When that anonymous man told me about the trucks he counts, I thought to myself, In the book I am now writing, there is the desire, which I do not always know how to realize (but which now, at least, I am confident of), to make room for you here. I sense that this is the opposite of the idea of transfer; that is, an attempt to internalize, finally, the Arabs in Israel, into Israeli life. To bring you to the place set aside for you with us, the Jews in Israel, the place imposed on all of us forty-four years ago and which has remained since then hard and twisted, like scar tissue on a bone that was broken and badly set and every careless movement threatens to break it again, and the entire body learns to move without using it. The place in which, only when we reside there together, we will be able to have our first conversation about all we have distorted and hidden for more than forty years. This, in my eyes, is the reason for this book: it is an invitation, in Hebrew, to enter and begin.

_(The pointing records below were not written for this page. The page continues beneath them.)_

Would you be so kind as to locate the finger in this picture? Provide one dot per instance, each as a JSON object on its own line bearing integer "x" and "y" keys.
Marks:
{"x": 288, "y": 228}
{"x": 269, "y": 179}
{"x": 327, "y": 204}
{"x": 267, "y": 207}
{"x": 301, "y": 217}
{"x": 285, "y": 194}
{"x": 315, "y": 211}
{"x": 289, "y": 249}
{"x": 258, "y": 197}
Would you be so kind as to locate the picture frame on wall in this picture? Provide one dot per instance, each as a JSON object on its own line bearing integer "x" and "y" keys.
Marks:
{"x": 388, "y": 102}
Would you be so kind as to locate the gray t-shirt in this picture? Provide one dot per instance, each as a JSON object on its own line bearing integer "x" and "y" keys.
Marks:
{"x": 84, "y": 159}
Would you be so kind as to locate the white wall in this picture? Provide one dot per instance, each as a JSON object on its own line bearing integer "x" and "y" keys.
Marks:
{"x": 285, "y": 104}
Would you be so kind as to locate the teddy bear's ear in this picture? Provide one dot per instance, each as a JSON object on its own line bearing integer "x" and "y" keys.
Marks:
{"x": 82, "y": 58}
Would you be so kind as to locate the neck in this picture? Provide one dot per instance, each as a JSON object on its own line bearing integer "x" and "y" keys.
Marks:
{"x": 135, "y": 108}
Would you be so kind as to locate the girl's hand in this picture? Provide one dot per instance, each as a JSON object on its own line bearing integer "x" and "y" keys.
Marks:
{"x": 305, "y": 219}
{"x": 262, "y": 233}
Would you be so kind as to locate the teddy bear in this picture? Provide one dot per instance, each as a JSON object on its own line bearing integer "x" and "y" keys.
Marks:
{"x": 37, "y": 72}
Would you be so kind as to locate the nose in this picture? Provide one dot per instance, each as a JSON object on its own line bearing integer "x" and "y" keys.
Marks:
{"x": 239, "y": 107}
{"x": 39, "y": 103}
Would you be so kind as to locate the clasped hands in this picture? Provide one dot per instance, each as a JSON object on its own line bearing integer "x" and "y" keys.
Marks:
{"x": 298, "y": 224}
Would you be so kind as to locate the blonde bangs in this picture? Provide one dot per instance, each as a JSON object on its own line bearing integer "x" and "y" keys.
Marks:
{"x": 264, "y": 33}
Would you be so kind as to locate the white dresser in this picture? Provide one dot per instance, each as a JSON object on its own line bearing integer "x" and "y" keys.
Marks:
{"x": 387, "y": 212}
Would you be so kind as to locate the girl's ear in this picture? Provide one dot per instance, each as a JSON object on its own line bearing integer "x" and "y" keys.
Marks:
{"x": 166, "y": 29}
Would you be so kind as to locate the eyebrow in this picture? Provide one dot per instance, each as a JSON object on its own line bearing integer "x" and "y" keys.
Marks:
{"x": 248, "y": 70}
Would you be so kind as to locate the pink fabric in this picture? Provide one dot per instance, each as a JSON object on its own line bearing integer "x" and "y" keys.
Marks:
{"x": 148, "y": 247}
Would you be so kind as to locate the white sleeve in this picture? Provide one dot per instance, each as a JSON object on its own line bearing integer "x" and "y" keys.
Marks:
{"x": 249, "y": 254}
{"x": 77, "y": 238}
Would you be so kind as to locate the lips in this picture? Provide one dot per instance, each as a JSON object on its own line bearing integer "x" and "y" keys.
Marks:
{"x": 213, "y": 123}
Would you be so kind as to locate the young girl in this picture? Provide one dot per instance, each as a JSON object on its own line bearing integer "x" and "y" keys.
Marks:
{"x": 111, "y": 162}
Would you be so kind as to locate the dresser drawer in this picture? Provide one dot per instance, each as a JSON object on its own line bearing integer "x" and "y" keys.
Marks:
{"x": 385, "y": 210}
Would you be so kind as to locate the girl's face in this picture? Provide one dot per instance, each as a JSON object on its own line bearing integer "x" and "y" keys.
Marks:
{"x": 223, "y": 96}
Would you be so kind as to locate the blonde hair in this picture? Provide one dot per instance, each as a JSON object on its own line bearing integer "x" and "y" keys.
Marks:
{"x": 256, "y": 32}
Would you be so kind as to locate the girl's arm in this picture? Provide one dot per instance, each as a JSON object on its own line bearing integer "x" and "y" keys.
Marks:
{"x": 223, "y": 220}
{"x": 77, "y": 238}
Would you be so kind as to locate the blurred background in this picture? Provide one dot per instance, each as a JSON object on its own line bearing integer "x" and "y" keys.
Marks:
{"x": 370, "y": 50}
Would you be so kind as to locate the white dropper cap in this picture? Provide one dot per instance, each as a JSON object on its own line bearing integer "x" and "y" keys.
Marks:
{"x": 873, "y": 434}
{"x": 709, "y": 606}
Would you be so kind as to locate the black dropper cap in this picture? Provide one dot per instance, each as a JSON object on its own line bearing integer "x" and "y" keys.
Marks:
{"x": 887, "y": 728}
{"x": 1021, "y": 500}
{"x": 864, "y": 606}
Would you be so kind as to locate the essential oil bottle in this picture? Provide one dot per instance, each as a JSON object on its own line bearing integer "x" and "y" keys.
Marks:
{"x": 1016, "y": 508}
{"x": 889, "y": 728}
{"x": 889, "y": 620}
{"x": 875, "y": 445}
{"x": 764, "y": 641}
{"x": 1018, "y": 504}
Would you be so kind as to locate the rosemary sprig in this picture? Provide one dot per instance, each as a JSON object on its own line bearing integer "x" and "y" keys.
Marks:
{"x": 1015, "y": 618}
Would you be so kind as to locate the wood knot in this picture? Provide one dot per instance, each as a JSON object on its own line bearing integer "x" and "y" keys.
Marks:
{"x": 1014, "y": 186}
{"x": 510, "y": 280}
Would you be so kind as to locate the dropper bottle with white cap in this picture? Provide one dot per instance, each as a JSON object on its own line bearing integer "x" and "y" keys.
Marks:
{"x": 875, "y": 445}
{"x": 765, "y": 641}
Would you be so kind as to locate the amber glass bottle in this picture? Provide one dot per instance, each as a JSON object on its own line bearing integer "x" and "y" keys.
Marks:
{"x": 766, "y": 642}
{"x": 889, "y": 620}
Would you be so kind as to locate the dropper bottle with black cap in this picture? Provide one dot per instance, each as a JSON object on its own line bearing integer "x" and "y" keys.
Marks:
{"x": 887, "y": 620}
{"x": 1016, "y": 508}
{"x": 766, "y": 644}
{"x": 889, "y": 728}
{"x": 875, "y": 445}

Afterword to the 2003 Edition
One night in early August 2002, a young Palestinian from the occupied territories arrived in the Arab village of Bi’ane, in Galilee, Israel. He had come on foot from his village in the West Bank, walking across the non-border between Israel and the territories with a large explosive charge and a supply of shrapnel in the form of nuts and screws. In Bi’ane he was the guest of three other young men who were all from a single family and Palestinian citizens of the State of Israel. His hosts prepared a place for him to sleep, in the village preschool. At their visitor’s behest, they purchased batteries for the detonator and hid the bomb in the living room of their home. Later that night they conferred with him about possible targets for an effective terror attack, eventually settling on a morning bus from Haifa that usually carried many soldiers among its passengers.
The next morning they drove him along the bus route, searching for a place where security was lax. At a certain point the terrorist got out of the car, bid farewell to his escorts, and set the bomb so that he could trigger it at the appropriate moment. The bus arrived and the young men watched their friend step aboard. Then they sped off to their day job on a Coca-Cola delivery truck in the nearby Jewish town of Karmiel — so that they would have a solid alibi.